If you receive personal data into the UK from Europe, the tool will help you:
- decide whether SCCs can help you maintain the flow of data;
- select the right SCCs;
- understand the SCCs; and
- complete the SCCs.
What are the SCCs?
If someone in Europe (in the EEA) sends personal data to someone else who is outside the EEA, they must comply with GDPR rules on international transfers of personal data. The standard contractual clauses (the SCCs) are one of a number of 'safeguards' which can be used to comply, and the one most likely to be appropriate for small and medium-sized businesses.
The SCCs are standard sets of contractual terms and conditions which the sender and the receiver of the personal data both sign up to. They include contractual obligations which help to protect personal data when it leaves the EEA and the protection of the GDPR.
It is the EEA sender of the personal data which must comply with the GDPR rules, but UK receivers may want to assist those senders in complying, to make sure data continues to flow if we leave the EU without a deal.
SCCs are not the only safeguard. Our guidance on international transfers has more detail on alternatives.
When won’t this tool help me?
This tool aims to cover common issues and is designed to help you use the SCCs in straightforward cases where you won't need professional advice. Of course, any guidance cannot cover all eventualities, or complex or unusual cases. If you don't fit the questions, you aren't sure about your answer, or your answers indicate that there are more complex issues, you may need to read our detailed guidance on international transfers or seek professional advice. We have flagged this and linked to more detailed guidance where we think relevant.

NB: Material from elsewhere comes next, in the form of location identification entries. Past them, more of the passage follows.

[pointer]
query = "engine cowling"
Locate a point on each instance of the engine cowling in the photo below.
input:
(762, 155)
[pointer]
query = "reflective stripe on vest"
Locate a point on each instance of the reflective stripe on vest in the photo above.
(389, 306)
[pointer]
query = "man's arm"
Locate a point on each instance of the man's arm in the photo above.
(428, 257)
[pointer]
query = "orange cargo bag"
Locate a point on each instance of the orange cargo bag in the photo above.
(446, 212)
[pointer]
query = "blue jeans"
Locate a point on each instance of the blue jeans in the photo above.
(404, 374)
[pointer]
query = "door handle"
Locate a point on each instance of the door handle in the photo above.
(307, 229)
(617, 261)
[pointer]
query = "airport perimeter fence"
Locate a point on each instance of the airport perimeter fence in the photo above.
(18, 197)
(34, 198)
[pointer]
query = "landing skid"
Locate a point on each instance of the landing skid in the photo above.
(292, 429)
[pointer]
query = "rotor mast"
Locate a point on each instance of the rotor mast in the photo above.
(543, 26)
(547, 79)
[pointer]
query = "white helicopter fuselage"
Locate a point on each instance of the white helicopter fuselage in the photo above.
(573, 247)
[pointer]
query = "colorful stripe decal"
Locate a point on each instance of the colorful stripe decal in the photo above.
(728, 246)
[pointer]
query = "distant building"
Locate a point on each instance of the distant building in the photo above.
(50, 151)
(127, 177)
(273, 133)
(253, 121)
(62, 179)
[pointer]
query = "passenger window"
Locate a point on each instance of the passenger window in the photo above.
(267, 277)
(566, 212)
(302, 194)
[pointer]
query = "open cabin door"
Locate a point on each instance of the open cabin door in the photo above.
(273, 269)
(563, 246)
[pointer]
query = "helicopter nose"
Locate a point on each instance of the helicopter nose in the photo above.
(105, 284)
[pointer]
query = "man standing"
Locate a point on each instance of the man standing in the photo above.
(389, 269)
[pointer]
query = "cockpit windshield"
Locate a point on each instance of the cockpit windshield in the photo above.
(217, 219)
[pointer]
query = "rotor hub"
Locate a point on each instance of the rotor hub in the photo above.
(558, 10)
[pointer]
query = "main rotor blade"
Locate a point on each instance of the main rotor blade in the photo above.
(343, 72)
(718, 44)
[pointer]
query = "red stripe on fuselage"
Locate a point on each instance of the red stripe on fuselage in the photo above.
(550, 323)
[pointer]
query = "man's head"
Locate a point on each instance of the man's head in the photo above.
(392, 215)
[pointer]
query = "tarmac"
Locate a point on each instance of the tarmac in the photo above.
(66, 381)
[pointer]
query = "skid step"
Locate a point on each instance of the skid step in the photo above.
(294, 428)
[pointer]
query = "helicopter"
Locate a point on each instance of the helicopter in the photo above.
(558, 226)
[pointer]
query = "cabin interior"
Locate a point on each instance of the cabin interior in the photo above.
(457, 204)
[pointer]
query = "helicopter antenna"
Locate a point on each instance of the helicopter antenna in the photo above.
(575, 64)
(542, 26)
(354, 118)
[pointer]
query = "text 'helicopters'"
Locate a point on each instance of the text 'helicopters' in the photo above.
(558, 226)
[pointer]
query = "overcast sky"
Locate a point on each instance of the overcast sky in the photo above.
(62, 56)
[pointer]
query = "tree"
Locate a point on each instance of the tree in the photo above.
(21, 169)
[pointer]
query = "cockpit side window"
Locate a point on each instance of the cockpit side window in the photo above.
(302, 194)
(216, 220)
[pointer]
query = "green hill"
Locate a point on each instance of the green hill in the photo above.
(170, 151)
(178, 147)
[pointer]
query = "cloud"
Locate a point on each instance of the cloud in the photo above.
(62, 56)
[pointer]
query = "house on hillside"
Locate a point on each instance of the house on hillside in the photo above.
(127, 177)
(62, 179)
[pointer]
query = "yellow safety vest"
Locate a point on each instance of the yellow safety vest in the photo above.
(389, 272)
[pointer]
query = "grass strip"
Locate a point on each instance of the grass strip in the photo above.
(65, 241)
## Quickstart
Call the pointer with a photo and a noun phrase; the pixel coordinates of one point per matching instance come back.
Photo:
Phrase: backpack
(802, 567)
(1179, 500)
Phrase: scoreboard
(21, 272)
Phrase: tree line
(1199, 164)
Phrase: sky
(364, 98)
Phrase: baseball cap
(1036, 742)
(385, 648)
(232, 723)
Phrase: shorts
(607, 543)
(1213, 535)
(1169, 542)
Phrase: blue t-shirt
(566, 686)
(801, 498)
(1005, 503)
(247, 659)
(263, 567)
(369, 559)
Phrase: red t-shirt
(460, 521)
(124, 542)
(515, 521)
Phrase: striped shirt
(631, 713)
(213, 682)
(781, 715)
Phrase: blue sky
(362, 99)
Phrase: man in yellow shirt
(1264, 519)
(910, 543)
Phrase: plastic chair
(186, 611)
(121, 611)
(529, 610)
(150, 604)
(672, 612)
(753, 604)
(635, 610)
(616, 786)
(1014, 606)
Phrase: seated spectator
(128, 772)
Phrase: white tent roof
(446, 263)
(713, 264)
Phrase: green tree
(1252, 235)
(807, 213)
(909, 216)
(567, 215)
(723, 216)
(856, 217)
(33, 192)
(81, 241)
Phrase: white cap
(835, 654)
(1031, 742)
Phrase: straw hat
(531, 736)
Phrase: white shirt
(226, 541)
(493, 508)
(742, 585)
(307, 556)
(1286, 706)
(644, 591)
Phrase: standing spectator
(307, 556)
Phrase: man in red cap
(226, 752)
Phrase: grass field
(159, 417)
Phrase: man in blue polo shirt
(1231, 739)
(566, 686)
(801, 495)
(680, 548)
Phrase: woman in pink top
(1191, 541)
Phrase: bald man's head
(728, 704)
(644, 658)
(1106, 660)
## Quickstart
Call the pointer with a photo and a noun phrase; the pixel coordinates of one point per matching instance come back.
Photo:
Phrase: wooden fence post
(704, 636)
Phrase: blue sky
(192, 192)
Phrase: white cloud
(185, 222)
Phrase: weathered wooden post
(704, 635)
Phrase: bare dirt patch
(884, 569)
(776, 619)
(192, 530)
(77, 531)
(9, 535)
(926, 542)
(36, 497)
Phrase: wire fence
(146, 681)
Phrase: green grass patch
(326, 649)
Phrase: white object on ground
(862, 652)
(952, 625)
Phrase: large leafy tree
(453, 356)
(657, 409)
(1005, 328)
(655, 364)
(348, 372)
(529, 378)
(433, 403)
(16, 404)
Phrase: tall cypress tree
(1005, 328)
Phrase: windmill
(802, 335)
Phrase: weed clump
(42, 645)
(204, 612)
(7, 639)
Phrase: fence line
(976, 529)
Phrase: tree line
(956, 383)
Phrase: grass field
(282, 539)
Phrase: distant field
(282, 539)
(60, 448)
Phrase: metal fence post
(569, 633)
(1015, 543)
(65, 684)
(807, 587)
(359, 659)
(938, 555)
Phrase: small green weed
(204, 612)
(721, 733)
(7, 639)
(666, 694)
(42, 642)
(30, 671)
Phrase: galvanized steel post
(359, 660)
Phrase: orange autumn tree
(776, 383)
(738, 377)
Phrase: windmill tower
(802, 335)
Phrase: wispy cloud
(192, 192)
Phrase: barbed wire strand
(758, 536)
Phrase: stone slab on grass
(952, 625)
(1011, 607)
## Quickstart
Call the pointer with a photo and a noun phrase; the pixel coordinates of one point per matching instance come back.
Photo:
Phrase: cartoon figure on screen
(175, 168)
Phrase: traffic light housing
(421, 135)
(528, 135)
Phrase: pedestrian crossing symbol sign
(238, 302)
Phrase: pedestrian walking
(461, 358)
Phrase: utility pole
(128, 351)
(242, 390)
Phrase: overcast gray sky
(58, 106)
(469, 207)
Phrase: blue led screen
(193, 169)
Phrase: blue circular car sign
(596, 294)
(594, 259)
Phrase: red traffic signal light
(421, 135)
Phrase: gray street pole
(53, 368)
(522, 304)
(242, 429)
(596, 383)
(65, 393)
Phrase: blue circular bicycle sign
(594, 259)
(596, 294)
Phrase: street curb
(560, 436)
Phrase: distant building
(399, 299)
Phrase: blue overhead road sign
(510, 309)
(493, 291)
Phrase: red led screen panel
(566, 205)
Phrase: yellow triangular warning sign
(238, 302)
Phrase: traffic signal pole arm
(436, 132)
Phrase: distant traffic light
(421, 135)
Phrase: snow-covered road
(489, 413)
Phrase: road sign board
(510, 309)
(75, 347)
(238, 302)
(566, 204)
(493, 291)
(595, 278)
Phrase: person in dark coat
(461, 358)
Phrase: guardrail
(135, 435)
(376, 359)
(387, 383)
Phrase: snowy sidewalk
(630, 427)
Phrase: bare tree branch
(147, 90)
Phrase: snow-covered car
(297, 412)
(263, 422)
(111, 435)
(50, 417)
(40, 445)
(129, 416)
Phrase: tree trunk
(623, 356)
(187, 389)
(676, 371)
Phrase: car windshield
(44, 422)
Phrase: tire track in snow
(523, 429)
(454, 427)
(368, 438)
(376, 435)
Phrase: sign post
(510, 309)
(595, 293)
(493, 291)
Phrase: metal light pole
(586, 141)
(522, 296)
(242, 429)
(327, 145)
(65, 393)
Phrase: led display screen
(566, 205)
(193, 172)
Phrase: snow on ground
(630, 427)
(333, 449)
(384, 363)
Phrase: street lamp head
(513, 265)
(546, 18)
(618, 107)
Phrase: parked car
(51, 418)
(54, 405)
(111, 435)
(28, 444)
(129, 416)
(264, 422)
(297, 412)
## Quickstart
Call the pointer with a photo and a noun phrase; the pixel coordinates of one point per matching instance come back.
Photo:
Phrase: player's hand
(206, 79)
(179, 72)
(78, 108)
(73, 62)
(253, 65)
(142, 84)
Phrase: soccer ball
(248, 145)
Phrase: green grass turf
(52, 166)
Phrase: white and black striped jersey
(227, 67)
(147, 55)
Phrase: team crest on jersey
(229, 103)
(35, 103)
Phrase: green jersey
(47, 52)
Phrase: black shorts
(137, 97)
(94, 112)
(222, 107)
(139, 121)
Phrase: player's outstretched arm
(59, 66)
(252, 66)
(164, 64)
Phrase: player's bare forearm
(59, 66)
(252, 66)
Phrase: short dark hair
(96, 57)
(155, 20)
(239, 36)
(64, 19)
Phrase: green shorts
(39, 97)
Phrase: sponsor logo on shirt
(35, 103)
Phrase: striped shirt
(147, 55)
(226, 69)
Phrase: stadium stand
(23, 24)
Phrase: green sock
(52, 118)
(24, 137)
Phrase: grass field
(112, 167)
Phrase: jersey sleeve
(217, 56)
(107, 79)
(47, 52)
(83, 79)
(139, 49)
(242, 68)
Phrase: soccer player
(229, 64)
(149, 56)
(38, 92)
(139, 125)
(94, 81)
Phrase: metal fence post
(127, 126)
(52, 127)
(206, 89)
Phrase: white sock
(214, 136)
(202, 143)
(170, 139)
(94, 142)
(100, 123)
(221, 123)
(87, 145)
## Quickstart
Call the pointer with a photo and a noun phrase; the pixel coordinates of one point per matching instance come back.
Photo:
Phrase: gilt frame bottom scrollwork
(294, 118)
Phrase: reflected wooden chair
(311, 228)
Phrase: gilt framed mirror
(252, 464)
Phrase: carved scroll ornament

If you are receiving personal data for a medical emergency or another compelling urgent reason where a one-off transfer of personal data is required, the sender may be able to rely on one of the exceptions and you will not need to use the this tool.
If you are a larger organisation or a multinational company, a data protection professional, or you have well-established transfer mechanisms, this tool may not suit your needs. You will find it more helpful to read our other guidance on leaving the EU and on international transfers.